Why is the law's coverage on meetings limited?
In one sentence of Chapter 21.2, “meeting” is defined broadly to include most formal and informal gatherings of a majority of members of a governmental body. In the next sentence, however, gatherings “for purely ministerial or social purposes” are not considered to be “meetings.” Why is the law’s coverage limited in this way?
A wide range of activities could fall within the definition of “meeting.” Most of these gatherings are included in Chapter 21.2’s definition of “meeting.” An important exception is a gathering of less than a majority of members. If the notice, openness and record-keeping requirements of Chapter 21 were applied to such a gathering, it could limit free speech and association rights of public officials.
Chapter 21.2 does define a “meeting” of a majority of the members as excluding gatherings for purely social or ministerial purposes where there is no discussion of policy or no intent to avoid the purposes of the Act.

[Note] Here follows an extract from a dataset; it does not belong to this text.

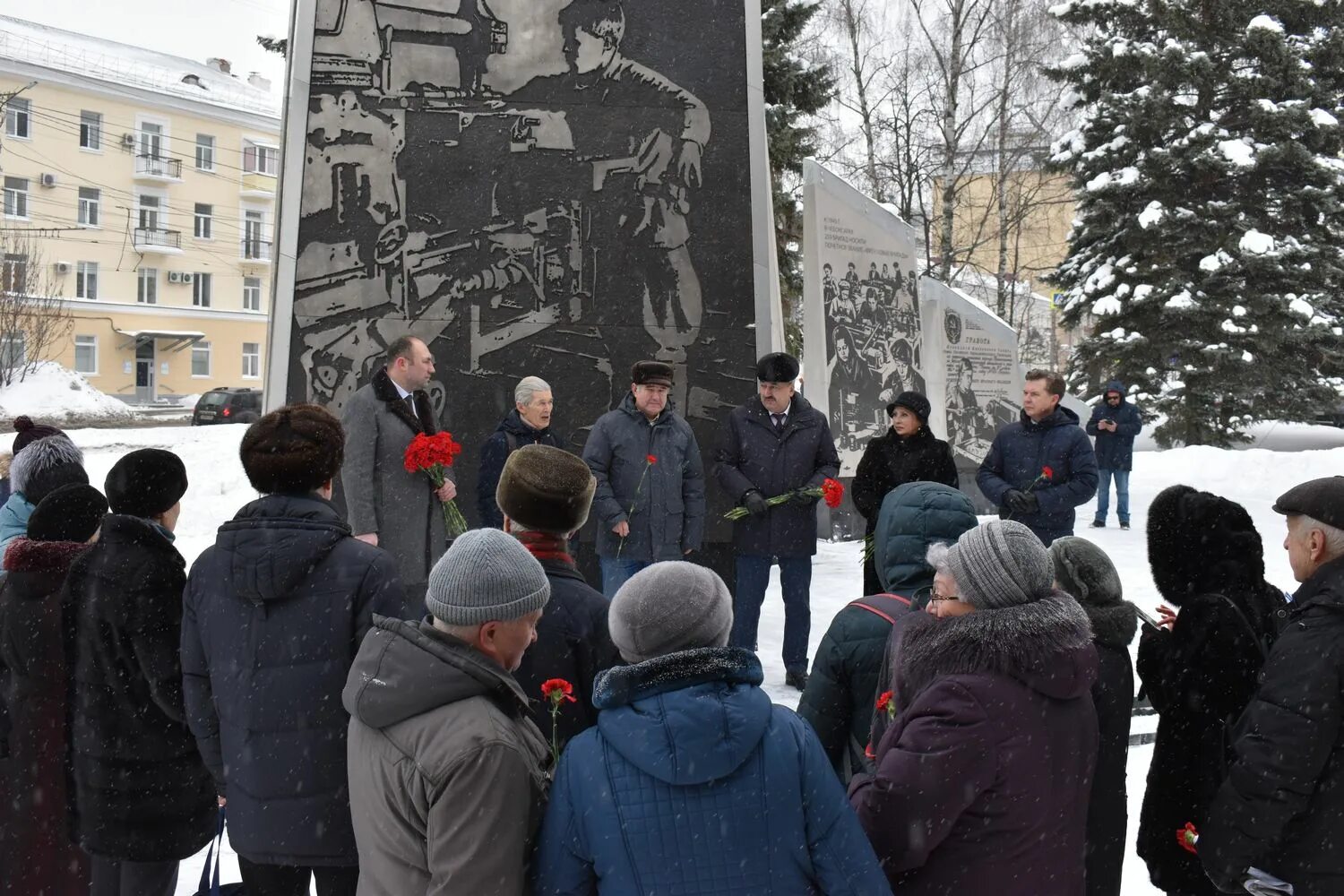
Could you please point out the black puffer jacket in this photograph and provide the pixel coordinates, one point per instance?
(274, 613)
(1207, 559)
(142, 788)
(1282, 804)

The definition of “meeting” permits the majority to gather for limited purposes without being subject to the requirements of the Act. A purely social gathering is placed outside the coverage of the statute to avoid a collision with the association rights of public officials under the First Amendment. Likewise, if a majority of the members of a governmental body is simply traveling together to a meeting, conference, etc., that activity would be outside the scope of Chapter 21 so long as there was no discussion of policy and there was no intent to avoid the purposes of the Act.
A gathering of a majority of members for purely ministerial purposes is excluded from the Act’s coverage because a ministerial matter by definition excludes exercising any discretion about policy matters. Clear examples are the members’ signing of letters or documents whose contents have been approved in a prior, formal open meeting, or school board members attending graduation ceremonies.

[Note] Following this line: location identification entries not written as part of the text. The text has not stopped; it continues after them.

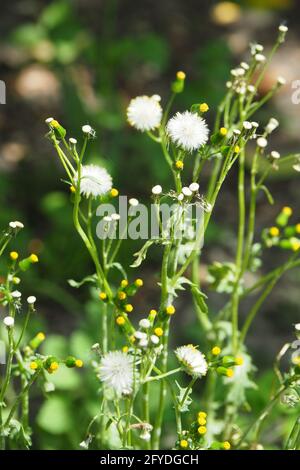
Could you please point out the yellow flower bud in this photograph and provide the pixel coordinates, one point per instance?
(158, 331)
(170, 310)
(114, 192)
(14, 255)
(184, 443)
(274, 231)
(180, 75)
(216, 351)
(33, 258)
(203, 108)
(202, 430)
(179, 165)
(120, 320)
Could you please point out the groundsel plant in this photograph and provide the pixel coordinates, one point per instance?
(131, 358)
(22, 363)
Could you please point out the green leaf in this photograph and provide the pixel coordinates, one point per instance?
(55, 416)
(91, 279)
(120, 268)
(182, 390)
(200, 298)
(268, 194)
(141, 255)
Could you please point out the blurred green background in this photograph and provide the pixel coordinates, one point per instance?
(81, 61)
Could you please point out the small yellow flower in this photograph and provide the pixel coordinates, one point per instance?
(103, 296)
(201, 420)
(54, 123)
(114, 192)
(122, 295)
(53, 366)
(14, 255)
(296, 360)
(239, 361)
(287, 211)
(180, 75)
(184, 443)
(203, 108)
(158, 331)
(295, 244)
(216, 351)
(170, 310)
(202, 430)
(179, 165)
(120, 320)
(274, 231)
(34, 258)
(124, 283)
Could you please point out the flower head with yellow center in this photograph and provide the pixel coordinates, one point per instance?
(144, 113)
(94, 181)
(188, 130)
(192, 360)
(116, 371)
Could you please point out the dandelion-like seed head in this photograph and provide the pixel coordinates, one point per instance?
(116, 371)
(94, 181)
(144, 112)
(188, 130)
(193, 361)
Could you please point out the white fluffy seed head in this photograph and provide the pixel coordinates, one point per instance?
(144, 323)
(94, 181)
(192, 360)
(194, 187)
(9, 322)
(188, 131)
(116, 371)
(283, 28)
(262, 142)
(275, 155)
(133, 202)
(156, 190)
(260, 58)
(144, 112)
(16, 294)
(281, 81)
(16, 224)
(272, 125)
(186, 191)
(154, 339)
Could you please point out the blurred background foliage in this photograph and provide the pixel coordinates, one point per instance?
(81, 61)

Questions about “ministerial” functions and information-gathering trips by governmental bodies have been addressed in Attorney General’s opinions, including Cook to Pellett and Crabb, 79-5-14, Stork to Reis, 81-2-13, and Stork to O’Kane, 81-7-4.
The last opinion notes, “… It appears that gathering for ‘purely ministerial purposes’ may include a situation in which members of a governmental body gather simply to receive information upon a matter within the scope of the body’s policy making duties. … We emphasize, however, that the nature of any such gathering may change if either ‘deliberation’ or ‘action’ … occurs. A ‘meeting’ may develop … if a majority of the members of a body engage in any discussion that focuses at all concretely on matters over which they may exercise judgment or discretion.”
In Dooley v. Johnson County Bd. of Sup'rs. (2008 WL 5234382), the Iowa Court of Appeals ruled that the board did not violate the open meetings law when members met privately with a consulting company to review a preliminary draft of a report, asked questions and elicited clarification. However, the Court noted, “Gathering for this purpose appears dangerously close to ‘deliberation.’ Even absent any intention to deliberate, such discussions could arise effortlessly. We believe the board's decision to review the draft in this fashion was a poor one.”
The law provides latitude by exempting “ministerial” and “social” functions from coverage by Chapter 21, but plainly the latitude must be drawn narrowly to be consistent with Chapter 21’s mandate for openness.